With characteristic forthrightness, she announced via the local newspaper in her constituency that after a routine scan in Aberdeen she had been diagnosed as having breast cancer. She underwent an operation, in Edinburgh so that she could be closer to her family, and appeared to make a full recovery.

She ruffled some party feathers by supporting local campaigns for the retention of RAF Lossiemouth and Kinloss in her constituency. Otherwise she was in tune with mainstream SNP thinking, avow-edly against nuclear dumping, prominent in the campaign against the poll tax and an enemy of deals with the Labour Party which, she argued, only reluctantly allowed Scotland a measure of home rule as an appeasement of nationalism.

In Holyrood, she was a quieter performer than some expected but was heard with respect by her colleagues across the parties, especially on north-east issues.

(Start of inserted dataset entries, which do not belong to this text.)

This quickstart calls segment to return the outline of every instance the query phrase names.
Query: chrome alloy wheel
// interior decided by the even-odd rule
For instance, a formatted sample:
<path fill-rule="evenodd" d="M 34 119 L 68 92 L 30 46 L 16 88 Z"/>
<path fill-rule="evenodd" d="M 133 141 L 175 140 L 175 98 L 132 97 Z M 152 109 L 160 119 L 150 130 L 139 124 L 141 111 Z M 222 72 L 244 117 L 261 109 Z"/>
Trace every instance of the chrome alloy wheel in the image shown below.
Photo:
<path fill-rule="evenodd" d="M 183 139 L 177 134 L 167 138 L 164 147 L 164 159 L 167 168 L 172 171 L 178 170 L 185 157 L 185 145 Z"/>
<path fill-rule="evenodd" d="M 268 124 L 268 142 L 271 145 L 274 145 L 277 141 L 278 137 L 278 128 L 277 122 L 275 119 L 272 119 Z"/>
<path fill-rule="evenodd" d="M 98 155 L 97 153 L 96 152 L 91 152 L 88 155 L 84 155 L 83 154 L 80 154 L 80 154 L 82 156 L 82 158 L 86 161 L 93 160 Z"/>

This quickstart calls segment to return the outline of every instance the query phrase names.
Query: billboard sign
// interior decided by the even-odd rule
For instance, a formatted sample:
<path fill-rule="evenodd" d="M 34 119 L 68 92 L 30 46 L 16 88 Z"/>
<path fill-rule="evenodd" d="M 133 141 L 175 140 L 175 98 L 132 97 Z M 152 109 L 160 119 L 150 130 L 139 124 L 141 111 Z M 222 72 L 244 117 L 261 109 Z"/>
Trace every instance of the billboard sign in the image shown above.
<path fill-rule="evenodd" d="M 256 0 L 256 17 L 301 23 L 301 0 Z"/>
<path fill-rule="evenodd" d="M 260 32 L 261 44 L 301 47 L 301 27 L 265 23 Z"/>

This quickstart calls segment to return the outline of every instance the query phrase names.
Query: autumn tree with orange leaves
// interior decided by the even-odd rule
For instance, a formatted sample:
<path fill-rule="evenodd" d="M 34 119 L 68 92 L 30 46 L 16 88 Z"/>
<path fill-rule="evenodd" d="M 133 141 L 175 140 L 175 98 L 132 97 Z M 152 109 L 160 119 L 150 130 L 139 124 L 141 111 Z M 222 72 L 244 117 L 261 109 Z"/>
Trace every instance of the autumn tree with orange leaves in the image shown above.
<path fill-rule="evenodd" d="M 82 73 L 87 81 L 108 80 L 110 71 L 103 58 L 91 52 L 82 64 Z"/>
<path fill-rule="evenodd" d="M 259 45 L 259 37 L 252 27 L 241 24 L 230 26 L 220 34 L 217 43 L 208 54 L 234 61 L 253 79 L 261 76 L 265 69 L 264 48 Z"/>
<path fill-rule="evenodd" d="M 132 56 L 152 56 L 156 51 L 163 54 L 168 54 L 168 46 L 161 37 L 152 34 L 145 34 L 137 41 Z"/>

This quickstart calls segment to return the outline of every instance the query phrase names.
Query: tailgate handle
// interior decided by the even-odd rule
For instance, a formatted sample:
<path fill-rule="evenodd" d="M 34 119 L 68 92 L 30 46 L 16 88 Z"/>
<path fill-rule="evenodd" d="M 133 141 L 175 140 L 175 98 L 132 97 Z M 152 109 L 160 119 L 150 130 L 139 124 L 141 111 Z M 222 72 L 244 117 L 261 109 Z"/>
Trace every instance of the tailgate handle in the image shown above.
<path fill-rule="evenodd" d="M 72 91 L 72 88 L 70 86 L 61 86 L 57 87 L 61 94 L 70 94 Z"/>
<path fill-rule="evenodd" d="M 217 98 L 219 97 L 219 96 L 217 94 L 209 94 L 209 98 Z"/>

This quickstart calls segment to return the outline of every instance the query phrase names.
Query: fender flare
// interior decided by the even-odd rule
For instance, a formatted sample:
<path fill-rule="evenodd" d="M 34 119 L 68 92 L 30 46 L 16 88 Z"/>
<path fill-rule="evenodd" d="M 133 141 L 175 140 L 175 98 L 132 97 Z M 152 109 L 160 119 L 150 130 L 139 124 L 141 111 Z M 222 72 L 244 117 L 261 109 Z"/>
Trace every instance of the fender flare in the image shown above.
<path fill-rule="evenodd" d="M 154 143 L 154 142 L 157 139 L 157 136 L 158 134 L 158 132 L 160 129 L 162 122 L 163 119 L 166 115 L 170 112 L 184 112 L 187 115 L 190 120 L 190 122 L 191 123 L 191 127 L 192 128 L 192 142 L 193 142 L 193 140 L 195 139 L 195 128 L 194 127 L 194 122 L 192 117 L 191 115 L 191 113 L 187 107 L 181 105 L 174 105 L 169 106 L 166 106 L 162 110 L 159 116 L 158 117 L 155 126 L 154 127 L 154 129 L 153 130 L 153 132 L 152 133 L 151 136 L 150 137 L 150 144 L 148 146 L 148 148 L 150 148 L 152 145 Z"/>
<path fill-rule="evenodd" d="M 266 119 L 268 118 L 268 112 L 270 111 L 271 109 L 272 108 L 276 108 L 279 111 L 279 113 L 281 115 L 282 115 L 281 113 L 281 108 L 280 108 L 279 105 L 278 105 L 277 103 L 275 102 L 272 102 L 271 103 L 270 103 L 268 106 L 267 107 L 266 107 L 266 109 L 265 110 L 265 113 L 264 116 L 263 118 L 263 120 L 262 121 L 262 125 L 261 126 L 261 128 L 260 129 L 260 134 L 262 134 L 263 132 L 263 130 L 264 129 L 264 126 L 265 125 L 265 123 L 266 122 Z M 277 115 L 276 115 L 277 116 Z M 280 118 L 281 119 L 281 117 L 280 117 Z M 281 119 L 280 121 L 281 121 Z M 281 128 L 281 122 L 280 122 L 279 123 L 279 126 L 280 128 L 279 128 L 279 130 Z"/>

She was a member of a many cross-party groups and served as joint convener of one on epilepsy and was vice-convener of the tourism group.

She was credited with the best parliamentary rejoinder of her time on the Mound. It came when Henry McLeish, the gaffe-prone former first minister, was attacking the SNP and building up to a denunciation of Bruce Crawford, the SNP MSP, whom he accused of hypocrisy. McLeish told MSPs sonorously that he had a word for Mr Crawford's allegedly disgraceful behaviour, a word which would be considered unparliamentary at Westminster. "It begins with H and ends with Y," he informed the chamber, to which Mrs Ewing immediately shouted: "Aye Ð Henry."

Privately, Maggie Ewing was good company, warm-hearted and mischievously humorous. As a supporter of the arts with a particular interest in Scottish folk music, she was known occasionally to contribute a song or two if she considered the company sufficiently convivial.